Menurut situs resmi DOE, “Filipina memiliki potensi sumber daya batubara yang sangat besar, tinggal menunggu eksplorasi dan pengembangan penuh untuk berkontribusi pada pencapaian program swasembada energi negara tersebut.”
Lebih lanjut dinyatakan bahwa “perkembangan pesat industri batubara baru-baru ini telah mendorong peningkatan minat terhadap eksplorasi batubara. Hingga saat ini, terdapat 36 kontrak pengoperasian batubara, 16 di antaranya sedang dalam tahap eksplorasi untuk memverifikasi potensi ladang batubara, dan 43 operator tambang batubara skala kecil.”
Faktanya, berdasarkan sistem kontrak operasi batubara (COC) yang berlaku saat ini, operator pembangkit listrik tenaga batubara bahkan diberikan insentif seperti pembebasan semua pajak kecuali pajak penghasilan, pembebasan pembayaran pajak tarif dan pajak kompensasi atas impor mesin yang diperlukan untuk produksi. operasi batubara, yang mendorong masuknya staf teknis asing, hak masuk dan keluar dari area COC, dan pemulihan biaya operasional.

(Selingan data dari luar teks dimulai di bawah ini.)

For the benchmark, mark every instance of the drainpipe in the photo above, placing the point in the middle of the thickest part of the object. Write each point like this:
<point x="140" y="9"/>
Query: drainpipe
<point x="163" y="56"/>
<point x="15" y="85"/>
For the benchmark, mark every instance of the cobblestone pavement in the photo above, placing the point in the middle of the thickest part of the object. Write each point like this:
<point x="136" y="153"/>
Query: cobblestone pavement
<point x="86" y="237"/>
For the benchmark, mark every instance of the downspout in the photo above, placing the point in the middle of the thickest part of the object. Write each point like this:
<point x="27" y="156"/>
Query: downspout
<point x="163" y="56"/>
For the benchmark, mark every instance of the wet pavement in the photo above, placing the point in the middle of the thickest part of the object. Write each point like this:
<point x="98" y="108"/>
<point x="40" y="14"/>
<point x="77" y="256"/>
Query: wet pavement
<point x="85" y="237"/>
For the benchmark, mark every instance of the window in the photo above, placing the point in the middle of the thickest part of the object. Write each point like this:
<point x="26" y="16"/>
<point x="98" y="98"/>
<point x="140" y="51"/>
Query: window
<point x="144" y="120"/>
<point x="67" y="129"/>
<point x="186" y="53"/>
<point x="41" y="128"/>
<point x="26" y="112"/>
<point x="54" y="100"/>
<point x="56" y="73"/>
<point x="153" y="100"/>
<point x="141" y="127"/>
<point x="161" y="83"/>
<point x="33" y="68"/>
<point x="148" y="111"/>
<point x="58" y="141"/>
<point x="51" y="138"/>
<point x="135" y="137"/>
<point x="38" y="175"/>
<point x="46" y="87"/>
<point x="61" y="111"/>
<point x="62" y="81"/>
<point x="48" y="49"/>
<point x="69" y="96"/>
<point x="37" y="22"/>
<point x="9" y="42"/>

Meskipun ada upaya dari aktivis lingkungan hidup Filipina – Senator Loren Legarda, ketua Komite Senat untuk Perubahan Iklim, dan Naderev Yeb Saño, diplomat Filipina yang menjadi wajah pembicaraan iklim PBB di Polandia tahun lalu – Filipina terus membuat tontonan yang aneh dirinya ketika ia mengatakan ia menginginkan perjanjian iklim global yang kuat namun tetap mengizinkan pengembangan pembangkit listrik tenaga batu bara baru.
Dekarbonisasi perekonomian
Gangguan pola iklim menimbulkan ancaman terhadap perekonomian, kesehatan masyarakat, dan bahkan keamanan nasional.
Menjadi salah satu negara yang paling rentan terhadap dampak perubahan iklim, menimbulkan teka-teki bagaimana Filipina dapat mempertahankan perjanjian iklim global yang kuat dan pada saat yang sama mendorong perekonomiannya dengan membakar batu bara.
Pemerintah kita harus lebih serius dalam mencapai tujuannya mengurangi gas rumah kaca yang berbahaya dengan mempromosikan energi terbarukan dan pada akhirnya melakukan dekarbonisasi perekonomian.
Jika kita terus mengizinkan pengoperasian pembangkit listrik tenaga batu bara di negara ini, maka kita akan mengalami kekeringan yang lebih kering dan berkepanjangan dalam beberapa tahun ke depan – dan pada akhirnya akan menimbulkan gelombang krisis pengungsi di masa depan.
Jutaan pengungsi yang mengungsi di Suriah seharusnya menjadi pelajaran yang cukup untuk mengejutkan Filipina agar melakukan aksi iklim. – Rappler.com
Roy Joseph R. Roberto adalah seorang insinyur. Dia adalah Pelacak Iklim dalam Proyek Adopsi Negosiator – sebuah kampanye penulisan online global untuk Aksi Iklim.